An island that moves. Mysterious Sable Island. History of the Lost Ships

In the waters of the North Atlantic, or rather if you sail from the Canadian port of Halifax to the southeast, you can stumble upon the legendary Sable. The island has gained a very bad reputation among many generations of sailors. And that's why.

It is generally accepted that the island owes its name to the French word “sable,” which translates as “sandy.” According to another version, Sable is translated from English as “gloomy”, “creepy”. And the last option most likely has more rights to exist. Sailors simply call this sandy piece of land a “ship devourer.”

The sword barely appears above the surface of the water. Rigging Hills - its highest point barely reaches 34 meters above sea level. This area is characterized by weather conditions such as dense fog and storms. By the way, during the latter, the waves sometimes rise so high that they cover the entire island.

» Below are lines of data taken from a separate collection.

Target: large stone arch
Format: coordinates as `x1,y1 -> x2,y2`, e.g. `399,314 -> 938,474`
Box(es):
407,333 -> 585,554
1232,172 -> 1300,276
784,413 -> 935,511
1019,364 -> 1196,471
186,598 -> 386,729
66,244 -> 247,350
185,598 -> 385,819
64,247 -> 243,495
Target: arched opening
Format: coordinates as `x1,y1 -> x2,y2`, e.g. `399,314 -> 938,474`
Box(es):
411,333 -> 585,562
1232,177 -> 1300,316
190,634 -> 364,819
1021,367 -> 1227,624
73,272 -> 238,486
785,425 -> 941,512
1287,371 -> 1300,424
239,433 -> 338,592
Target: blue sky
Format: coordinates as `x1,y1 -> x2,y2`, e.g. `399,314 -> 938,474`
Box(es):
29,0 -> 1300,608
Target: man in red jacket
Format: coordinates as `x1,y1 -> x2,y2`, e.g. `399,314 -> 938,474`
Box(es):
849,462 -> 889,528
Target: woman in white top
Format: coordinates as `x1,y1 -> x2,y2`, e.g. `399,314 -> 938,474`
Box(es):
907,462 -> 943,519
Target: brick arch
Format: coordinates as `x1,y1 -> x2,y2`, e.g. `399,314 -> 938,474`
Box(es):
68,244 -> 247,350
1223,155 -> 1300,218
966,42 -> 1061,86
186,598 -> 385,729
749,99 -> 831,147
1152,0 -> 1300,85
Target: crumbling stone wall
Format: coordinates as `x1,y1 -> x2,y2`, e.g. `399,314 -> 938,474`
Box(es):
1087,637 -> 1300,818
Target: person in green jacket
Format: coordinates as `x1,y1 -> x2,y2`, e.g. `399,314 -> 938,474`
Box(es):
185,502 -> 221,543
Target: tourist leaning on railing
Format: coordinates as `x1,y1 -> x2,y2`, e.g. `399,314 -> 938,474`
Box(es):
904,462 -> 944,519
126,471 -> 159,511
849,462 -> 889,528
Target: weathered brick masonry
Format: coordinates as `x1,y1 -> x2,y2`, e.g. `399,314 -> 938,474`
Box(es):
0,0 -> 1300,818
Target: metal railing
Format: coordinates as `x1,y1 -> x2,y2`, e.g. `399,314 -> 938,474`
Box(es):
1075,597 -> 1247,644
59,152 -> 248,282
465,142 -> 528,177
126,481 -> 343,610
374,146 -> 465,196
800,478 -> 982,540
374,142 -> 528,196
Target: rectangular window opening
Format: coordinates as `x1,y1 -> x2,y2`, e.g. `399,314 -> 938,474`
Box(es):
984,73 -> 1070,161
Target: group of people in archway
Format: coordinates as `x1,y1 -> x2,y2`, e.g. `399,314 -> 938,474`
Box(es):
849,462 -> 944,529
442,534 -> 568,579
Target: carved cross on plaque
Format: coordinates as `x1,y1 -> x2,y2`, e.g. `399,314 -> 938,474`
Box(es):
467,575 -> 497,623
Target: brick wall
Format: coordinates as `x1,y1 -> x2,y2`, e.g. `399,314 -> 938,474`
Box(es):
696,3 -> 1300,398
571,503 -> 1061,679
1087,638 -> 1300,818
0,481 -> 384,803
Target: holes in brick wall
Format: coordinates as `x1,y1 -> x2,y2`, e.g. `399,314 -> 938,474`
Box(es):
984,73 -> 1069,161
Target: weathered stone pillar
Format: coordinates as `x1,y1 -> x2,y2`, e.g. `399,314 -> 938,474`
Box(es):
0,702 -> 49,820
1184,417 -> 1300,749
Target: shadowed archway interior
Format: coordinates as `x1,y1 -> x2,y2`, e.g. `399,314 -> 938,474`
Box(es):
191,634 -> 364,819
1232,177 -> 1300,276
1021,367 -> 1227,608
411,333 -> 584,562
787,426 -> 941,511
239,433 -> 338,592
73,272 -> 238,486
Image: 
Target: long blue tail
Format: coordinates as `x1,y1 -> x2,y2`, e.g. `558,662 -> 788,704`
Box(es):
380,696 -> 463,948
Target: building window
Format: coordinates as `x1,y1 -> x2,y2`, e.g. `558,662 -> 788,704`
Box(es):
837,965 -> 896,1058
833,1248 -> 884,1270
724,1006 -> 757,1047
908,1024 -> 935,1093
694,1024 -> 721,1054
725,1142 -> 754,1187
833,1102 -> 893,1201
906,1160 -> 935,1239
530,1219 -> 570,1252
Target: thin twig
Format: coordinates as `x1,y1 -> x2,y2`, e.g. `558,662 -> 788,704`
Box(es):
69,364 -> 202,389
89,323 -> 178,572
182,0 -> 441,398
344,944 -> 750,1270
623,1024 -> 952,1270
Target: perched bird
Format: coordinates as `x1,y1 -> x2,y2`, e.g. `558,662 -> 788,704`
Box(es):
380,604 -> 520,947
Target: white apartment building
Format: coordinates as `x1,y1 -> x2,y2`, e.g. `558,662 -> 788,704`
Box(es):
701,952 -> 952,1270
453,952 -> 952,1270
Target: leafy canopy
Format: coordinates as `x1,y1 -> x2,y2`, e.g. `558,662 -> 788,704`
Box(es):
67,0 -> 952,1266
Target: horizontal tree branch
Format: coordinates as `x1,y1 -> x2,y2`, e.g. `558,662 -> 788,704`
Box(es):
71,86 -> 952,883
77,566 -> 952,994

Sable's researchers noticed one peculiarity - this island is not just an island, but a drifting one. It constantly changes its location, and within a year it moves east by almost 230 meters. The reason for this phenomenon is two powerful currents - the warm Gulf Stream and the cold Ladrador. These same flows constantly change the relief of Sable, “building up” the banks from the east and eroding them from the west.

The danger of Sable Island

When a ship navigating the ocean breaks into pieces on a rock, and the crew members manage to get to the island land, this is considered salvation and great luck. This does not apply to Sable. The fact is that ships thrown onto the island become prisoners of quicksand, which can swallow not only a light boat, but even a solid ship weighing 5 thousand tons.

Geographers have found that in addition to the insidious drifting Sable, there are other places on our planet that can be considered real reserves of quicksand. In particular, such dangers await visitors to Cape Hatteras, which rises on the east coast of the United States. If you peer into the shifting sands, you can see the rotten skeleton of a sailboat or the rusty timber of a steamship. Another “ship graveyard” is located on Goodwin Shoals, 6 miles southeast of England. This is a more dangerous place, since the color of the sand here matches the shade of sea water.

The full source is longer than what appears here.